Le tableau 1 ne reflète pas l'importance relative des différents agents pour la pratique médicale quotidienne. Cette importance relative a été établie par des enquêtes systématiques chez des familles volontaires qui ont noté chaque semaine la survenue de toute maladie. Si on admet comme critère de définition de «maladie», une sévérité suffisante pour empêcher une personne de travailler ou de vaquer à ses occupations habituelles, ce sont de loin les infections des voies respiratoires supérieures (IVRS) qui sont les plus fréquentes (0,5 épisode par personne par an) suivies des maladies diarrhéiques (0,1 par personne par an).1Or, ces maladies fréquentes sont causées par des virus (tableau 2) pour lesquels il n'existe pas encore de médicaments dans le commerce.
Les virus les plus impliqués dans les IVRS sont les picornavirus et les virus de l'influenza. Comme chacun le sait, les virus de l'influenza sont responsables de pandémies, causes de morbidité et de mortalité importantes. En dehors des périodes de pandémies, cependant, les picornavirus prédominent. Le nom de ces virus reflète leur petite taille (pico) et leur génome, fait d'ARN. A l'intérieur de la famille picorna, il y a deux groupes majeurs, les entérovirus et les rhinovirus. Parmi les entérovirus, on trouve les poliovirus, les cocksackies, le virus de l'hépatite A, ainsi que les entérovirus strictu sensu (sérogroupes 69-72). Les entérovirus peuvent être la cause d'IVRS, mais également d'une série d'autres maladies, pas toujours bénignes :
I IVRS, maladies fébriles inexpliquées, otites moyennes, conjonctivites, herpangine, syndrome main-pied-bouche.
I Pleurodynie, myocardite, méningite, encéphalite, syndromes septiques (nouveau-nés, immunosupprimés).
I Encéphalites chroniques chez les immunosupprimés.
Les rhinovirus, comme leur nom l'indique, causent des rhumes, mais également des otites moyennes, des sinusites, des maladies des voies aériennes inférieures et des exacerbations d'asthme ou de bronchite chronique.
L'implication de ces virus, dans les infections des voies respiratoires supérieures est prouvée par l'isolement de l'agent à partir des sécrétions nasales, pharyngées ou bronchiques, la transmission à des volontaires sains qui reproduisent à leur tour la maladie, et l'apparition d'une réponse immune contre les virus testés qui coïncide avec la guérison clinique.

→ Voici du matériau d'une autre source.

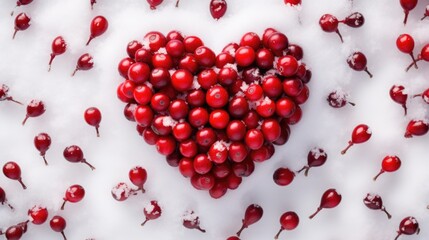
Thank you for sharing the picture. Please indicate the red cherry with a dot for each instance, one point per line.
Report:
(22, 22)
(58, 224)
(93, 117)
(98, 26)
(74, 154)
(252, 215)
(330, 199)
(42, 142)
(85, 62)
(361, 133)
(389, 164)
(218, 8)
(288, 221)
(59, 47)
(12, 171)
(34, 109)
(75, 193)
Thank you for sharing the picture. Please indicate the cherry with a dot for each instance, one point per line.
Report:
(75, 193)
(330, 199)
(192, 221)
(316, 157)
(58, 224)
(85, 62)
(22, 22)
(218, 8)
(93, 117)
(405, 44)
(397, 94)
(34, 109)
(152, 211)
(375, 202)
(42, 142)
(59, 46)
(288, 221)
(408, 226)
(12, 171)
(358, 62)
(416, 128)
(3, 199)
(283, 176)
(389, 164)
(4, 89)
(74, 154)
(252, 215)
(98, 26)
(338, 99)
(154, 3)
(361, 133)
(138, 177)
(408, 5)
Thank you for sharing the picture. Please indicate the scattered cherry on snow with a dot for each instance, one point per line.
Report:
(12, 171)
(288, 221)
(75, 193)
(361, 133)
(252, 215)
(330, 199)
(389, 164)
(375, 202)
(93, 117)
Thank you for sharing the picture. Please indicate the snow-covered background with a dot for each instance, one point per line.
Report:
(23, 67)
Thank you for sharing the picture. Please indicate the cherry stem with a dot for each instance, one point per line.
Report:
(315, 213)
(381, 172)
(278, 234)
(339, 34)
(347, 148)
(387, 213)
(367, 71)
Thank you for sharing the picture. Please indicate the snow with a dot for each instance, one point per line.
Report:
(24, 69)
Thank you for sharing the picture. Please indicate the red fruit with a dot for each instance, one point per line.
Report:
(42, 142)
(288, 221)
(252, 215)
(59, 47)
(12, 171)
(34, 109)
(74, 154)
(361, 133)
(330, 199)
(98, 26)
(75, 193)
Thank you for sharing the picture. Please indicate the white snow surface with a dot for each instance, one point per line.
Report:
(24, 69)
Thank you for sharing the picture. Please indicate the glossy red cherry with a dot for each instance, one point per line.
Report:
(59, 46)
(74, 154)
(58, 224)
(75, 193)
(42, 142)
(389, 164)
(84, 63)
(252, 215)
(408, 226)
(218, 8)
(361, 133)
(34, 109)
(375, 202)
(330, 199)
(93, 117)
(98, 26)
(22, 22)
(12, 171)
(288, 221)
(152, 211)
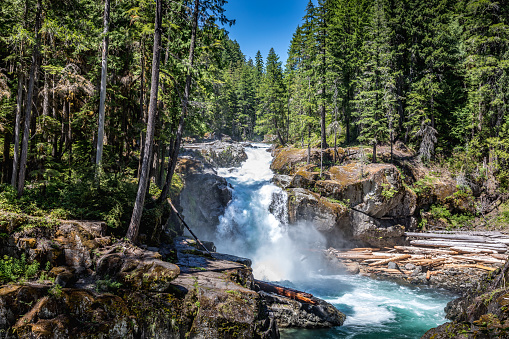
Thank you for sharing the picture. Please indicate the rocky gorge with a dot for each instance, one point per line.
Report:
(94, 285)
(97, 286)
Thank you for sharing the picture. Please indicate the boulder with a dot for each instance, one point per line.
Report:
(324, 215)
(218, 153)
(204, 197)
(354, 204)
(292, 313)
(289, 159)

Malgré cette évidence convaincante sur le plan scientifique, il est difficile d'établir le lien entre virus et maladie dans chaque cas individuel. Ces difficultés de diagnostic sont illustrées par la figure 1, tirée d'un travail de L. Kaiser.2 On y voit l'énorme variabilité des titres viraux selon le jour et le type de prélèvement, même dans le cas particulier d'inoculation expérimentale d'un virus connu. Hors expérimentation et épidémies, on peut s'attendre à ce que cela soit pire encore : par exemple, dans une étude sur les IVRS à Genève, un virus pathogène fut isolé dans moins de 10% des cas.
Les difficultés diagnostiques importent peu tant qu'il n'y a pas de traitement. Or, ceci est en train de changer. Plusieurs substances actives contre les rhinovirus et les entérovirus sont en voie de développement.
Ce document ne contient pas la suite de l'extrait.